Visions of Champcenetz, of Barnave, of Mirabeau-Tonneau, passed through the Marquis’ mind.

“But, my dear Louis,” he began, somewhat aghast, “the days are surely over when you of the Court can hope to rid yourselves by that means of obnoxious deputies. You are not in 1790 now. Who was it—and where did you meet? I should not have thought an encounter possible——” He broke off in perplexity and a genuine anxiety. “You are not deceiving me, Louis?” he asked. “You are not seriously hurt?”

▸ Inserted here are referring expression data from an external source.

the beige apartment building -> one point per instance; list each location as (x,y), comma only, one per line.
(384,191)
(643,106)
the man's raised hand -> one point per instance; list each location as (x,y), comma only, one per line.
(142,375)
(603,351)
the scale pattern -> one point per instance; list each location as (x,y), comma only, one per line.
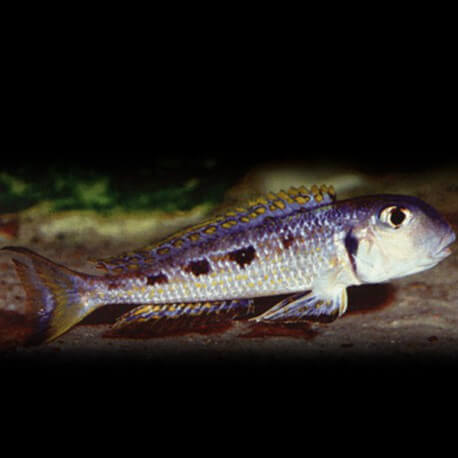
(233,221)
(278,249)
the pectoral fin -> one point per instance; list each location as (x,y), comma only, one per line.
(307,306)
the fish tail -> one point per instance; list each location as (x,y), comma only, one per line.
(54,295)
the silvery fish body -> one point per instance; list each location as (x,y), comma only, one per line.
(300,242)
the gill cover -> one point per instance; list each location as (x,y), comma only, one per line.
(398,236)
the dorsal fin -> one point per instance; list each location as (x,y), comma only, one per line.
(272,204)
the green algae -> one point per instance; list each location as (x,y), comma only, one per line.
(167,186)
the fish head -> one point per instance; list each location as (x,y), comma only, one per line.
(398,236)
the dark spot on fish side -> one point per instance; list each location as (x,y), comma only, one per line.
(156,279)
(351,245)
(287,241)
(243,256)
(198,267)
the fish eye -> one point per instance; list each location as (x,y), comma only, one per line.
(394,216)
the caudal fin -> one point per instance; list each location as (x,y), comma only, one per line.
(53,294)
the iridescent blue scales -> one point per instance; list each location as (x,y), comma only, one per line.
(300,242)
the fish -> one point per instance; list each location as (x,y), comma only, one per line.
(302,243)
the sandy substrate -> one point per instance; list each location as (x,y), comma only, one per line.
(411,319)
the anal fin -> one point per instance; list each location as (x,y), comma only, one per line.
(153,313)
(307,306)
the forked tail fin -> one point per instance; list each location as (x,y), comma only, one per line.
(54,294)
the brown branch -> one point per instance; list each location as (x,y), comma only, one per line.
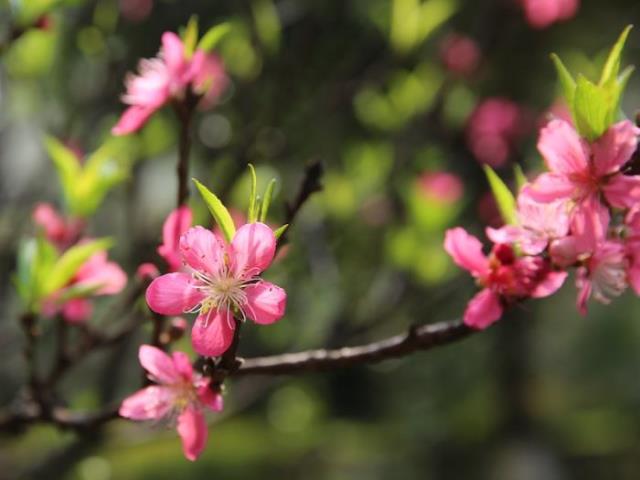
(184,110)
(423,337)
(309,185)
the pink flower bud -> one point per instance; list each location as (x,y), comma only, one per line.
(460,54)
(147,272)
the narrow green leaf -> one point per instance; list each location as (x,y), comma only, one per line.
(521,178)
(567,82)
(617,89)
(591,109)
(218,210)
(612,65)
(252,214)
(504,198)
(267,22)
(279,231)
(67,166)
(266,201)
(68,264)
(213,36)
(190,36)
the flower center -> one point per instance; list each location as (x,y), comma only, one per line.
(223,292)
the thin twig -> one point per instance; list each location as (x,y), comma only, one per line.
(424,337)
(184,110)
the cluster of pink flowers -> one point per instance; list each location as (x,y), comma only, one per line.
(583,213)
(544,13)
(168,77)
(180,395)
(494,129)
(97,275)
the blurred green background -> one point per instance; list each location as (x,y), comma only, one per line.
(360,85)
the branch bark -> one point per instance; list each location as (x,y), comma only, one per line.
(423,337)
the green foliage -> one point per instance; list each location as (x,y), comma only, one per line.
(595,107)
(190,36)
(85,186)
(252,213)
(503,196)
(218,210)
(408,94)
(266,201)
(267,23)
(42,271)
(213,36)
(412,21)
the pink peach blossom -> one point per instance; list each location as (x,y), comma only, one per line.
(543,13)
(442,186)
(167,77)
(176,224)
(580,171)
(179,395)
(223,281)
(460,54)
(504,276)
(538,224)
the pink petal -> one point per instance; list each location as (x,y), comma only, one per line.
(212,333)
(99,272)
(614,148)
(590,223)
(150,403)
(266,302)
(549,187)
(483,310)
(466,251)
(212,400)
(182,365)
(54,226)
(159,365)
(549,285)
(563,149)
(623,191)
(77,311)
(252,249)
(507,234)
(202,250)
(173,54)
(173,294)
(132,119)
(177,222)
(633,275)
(192,429)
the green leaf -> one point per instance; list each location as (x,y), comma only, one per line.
(504,198)
(279,231)
(592,107)
(68,264)
(190,36)
(252,214)
(521,178)
(612,65)
(617,89)
(266,201)
(218,210)
(213,36)
(67,166)
(267,22)
(567,82)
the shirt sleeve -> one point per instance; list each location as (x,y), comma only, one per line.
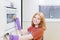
(37,33)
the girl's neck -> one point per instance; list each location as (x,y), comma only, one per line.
(36,26)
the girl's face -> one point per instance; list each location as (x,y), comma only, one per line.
(36,19)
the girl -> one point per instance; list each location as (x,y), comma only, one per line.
(37,28)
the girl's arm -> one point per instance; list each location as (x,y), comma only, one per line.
(26,37)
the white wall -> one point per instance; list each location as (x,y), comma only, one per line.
(30,7)
(3,18)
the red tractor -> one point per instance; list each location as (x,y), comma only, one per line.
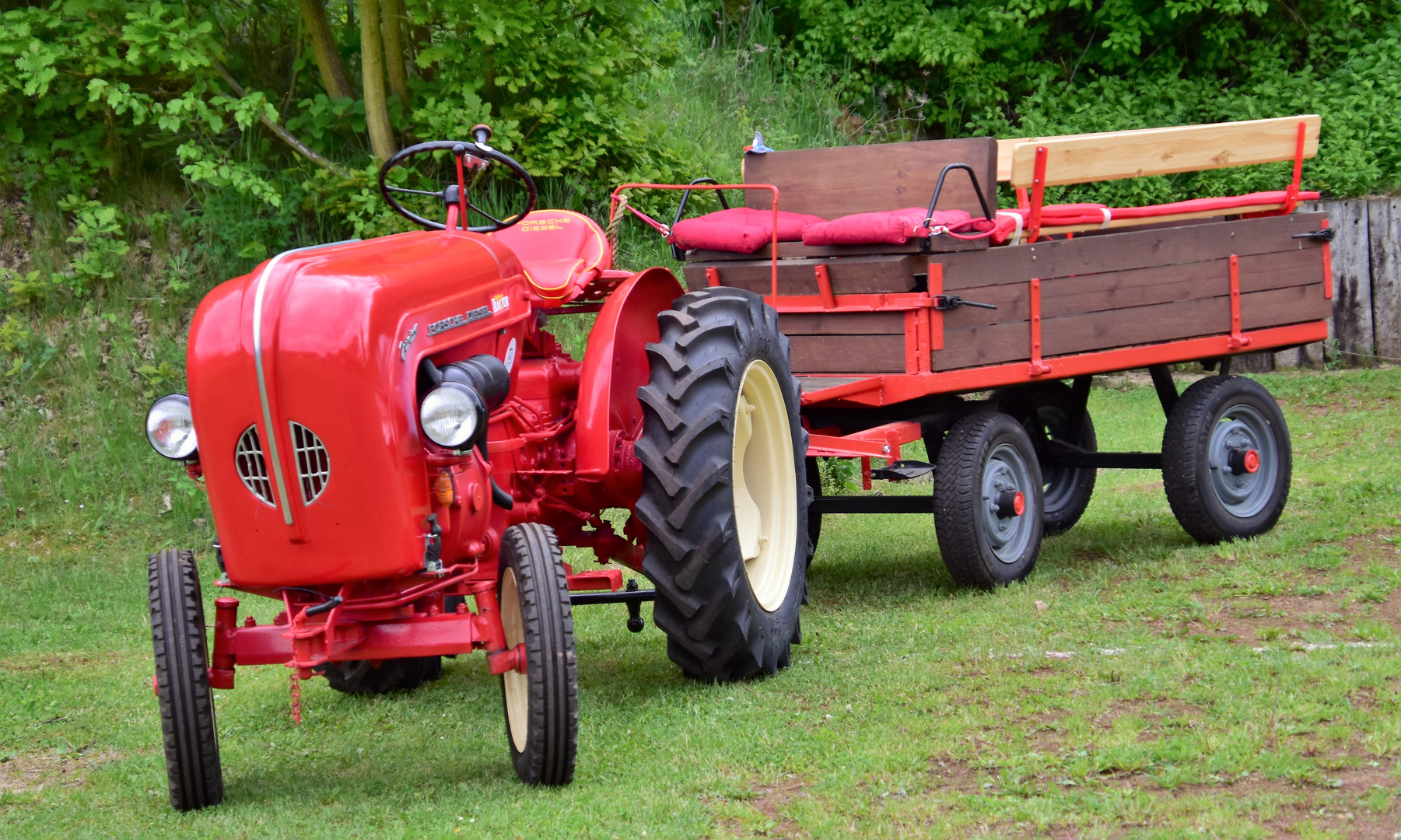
(388,439)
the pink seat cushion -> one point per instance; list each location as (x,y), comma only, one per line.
(891,227)
(740,230)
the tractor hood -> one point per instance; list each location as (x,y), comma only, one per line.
(303,390)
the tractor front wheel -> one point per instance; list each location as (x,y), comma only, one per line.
(725,486)
(183,691)
(988,502)
(542,702)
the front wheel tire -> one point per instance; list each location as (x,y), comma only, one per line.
(1226,460)
(542,703)
(988,502)
(183,691)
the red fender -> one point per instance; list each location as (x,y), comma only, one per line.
(615,367)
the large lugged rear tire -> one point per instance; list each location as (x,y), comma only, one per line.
(542,703)
(725,486)
(988,502)
(183,691)
(1226,460)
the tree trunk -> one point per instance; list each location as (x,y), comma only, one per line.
(394,56)
(324,48)
(372,66)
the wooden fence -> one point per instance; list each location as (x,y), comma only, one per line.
(1366,290)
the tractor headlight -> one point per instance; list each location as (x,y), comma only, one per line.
(451,415)
(171,427)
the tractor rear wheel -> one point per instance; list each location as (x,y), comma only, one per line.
(988,502)
(1045,409)
(183,691)
(363,677)
(1226,460)
(542,703)
(725,486)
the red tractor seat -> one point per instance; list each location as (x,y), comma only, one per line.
(740,230)
(561,251)
(893,227)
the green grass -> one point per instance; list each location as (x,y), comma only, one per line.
(1214,692)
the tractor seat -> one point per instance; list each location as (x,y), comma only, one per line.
(561,251)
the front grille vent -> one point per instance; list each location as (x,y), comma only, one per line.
(253,468)
(313,462)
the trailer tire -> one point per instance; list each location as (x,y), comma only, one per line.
(541,706)
(725,475)
(988,541)
(1215,422)
(1065,490)
(185,699)
(363,677)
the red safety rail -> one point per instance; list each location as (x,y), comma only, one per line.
(612,209)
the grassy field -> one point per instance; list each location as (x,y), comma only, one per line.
(1137,686)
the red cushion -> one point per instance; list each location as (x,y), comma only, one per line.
(740,230)
(893,227)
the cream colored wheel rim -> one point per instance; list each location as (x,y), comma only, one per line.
(765,490)
(517,684)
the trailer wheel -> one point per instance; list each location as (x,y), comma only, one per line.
(1226,460)
(542,703)
(988,502)
(365,677)
(1045,409)
(725,486)
(183,691)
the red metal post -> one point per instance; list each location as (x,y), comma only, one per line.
(1236,339)
(824,286)
(1037,369)
(1327,266)
(1038,187)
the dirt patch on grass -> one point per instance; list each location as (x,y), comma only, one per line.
(28,773)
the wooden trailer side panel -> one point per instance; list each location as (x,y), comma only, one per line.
(1144,287)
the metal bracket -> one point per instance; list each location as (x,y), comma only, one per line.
(951,301)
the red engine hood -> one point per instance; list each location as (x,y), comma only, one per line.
(330,339)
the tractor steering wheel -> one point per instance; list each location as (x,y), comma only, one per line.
(470,156)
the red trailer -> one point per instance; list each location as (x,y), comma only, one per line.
(390,437)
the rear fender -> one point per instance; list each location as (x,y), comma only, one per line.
(615,367)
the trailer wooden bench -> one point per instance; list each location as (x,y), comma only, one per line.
(887,338)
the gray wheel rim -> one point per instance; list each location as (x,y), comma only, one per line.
(1007,471)
(1243,427)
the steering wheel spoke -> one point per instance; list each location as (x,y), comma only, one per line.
(477,159)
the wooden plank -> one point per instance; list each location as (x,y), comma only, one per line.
(852,324)
(1140,287)
(1137,250)
(839,181)
(1165,152)
(1352,282)
(1130,327)
(849,275)
(848,355)
(1385,226)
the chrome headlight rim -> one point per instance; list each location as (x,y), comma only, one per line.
(472,416)
(166,408)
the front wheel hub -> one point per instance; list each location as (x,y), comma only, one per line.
(1010,503)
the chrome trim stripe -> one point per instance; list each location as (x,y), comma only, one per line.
(262,380)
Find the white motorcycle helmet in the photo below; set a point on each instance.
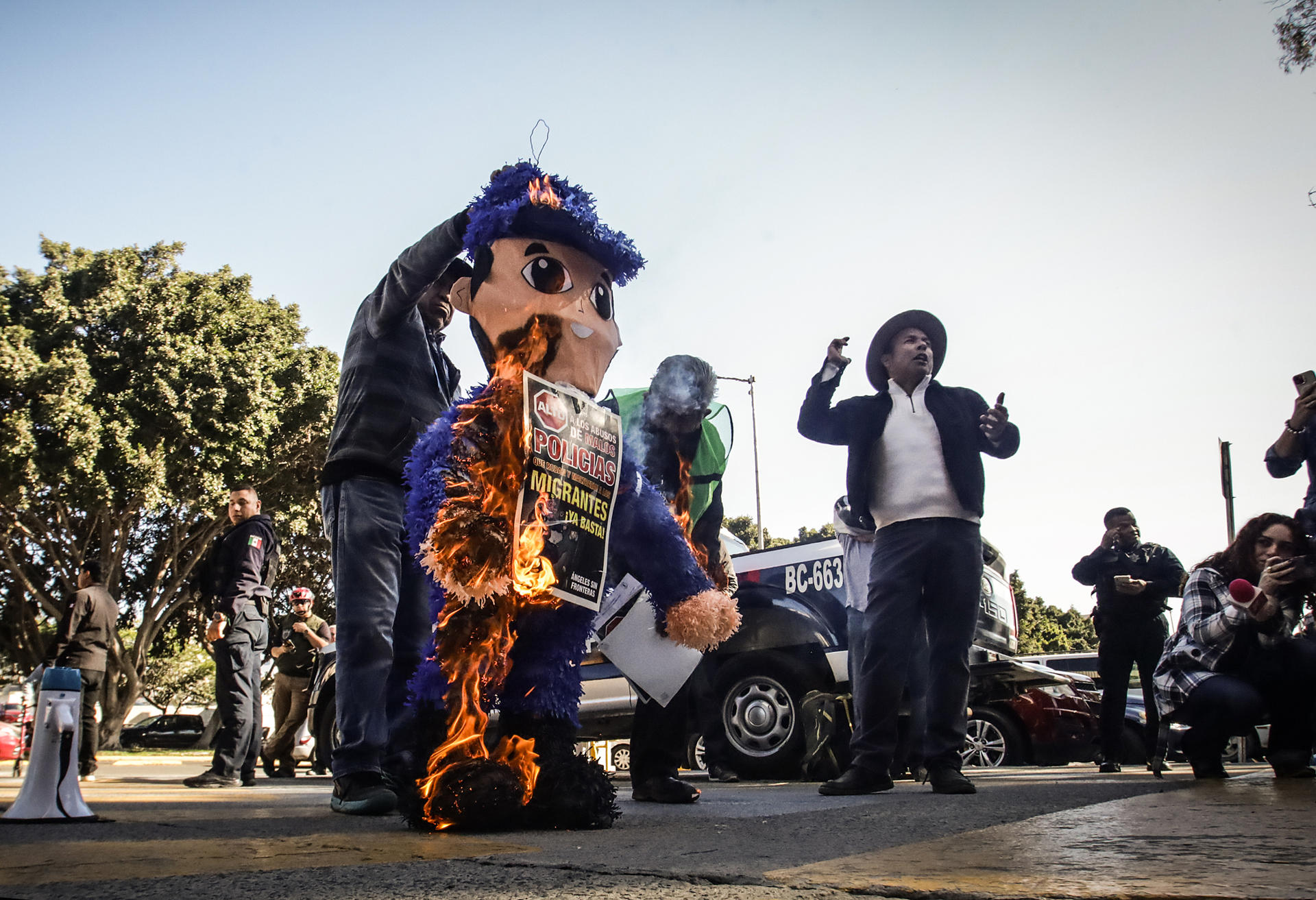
(846, 523)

“No more than this,” replied the Vicomte lightly, holding up the bandaged wrist. “As I told you, a scratch—due to my own carelessness. It was all over in three minutes.”

“And your adversary?”

“I ran him through the lungs,” returned Saint-Ermay. “He will recover.” Both statements were made with great indifference, but Gilbert remarked that the speaker’s face was many degrees graver than his tone, and that he was studying the ornamentation of the bottom of the bed with almost a sombre expression. For his own part he scarcely knew what to say.

“I am glad you are come out of it so well,” he observed at length, “and, considering the present state of affairs, perhaps even more glad that you did not kill your deputy. Is it permitted to ask the cause of dispute?”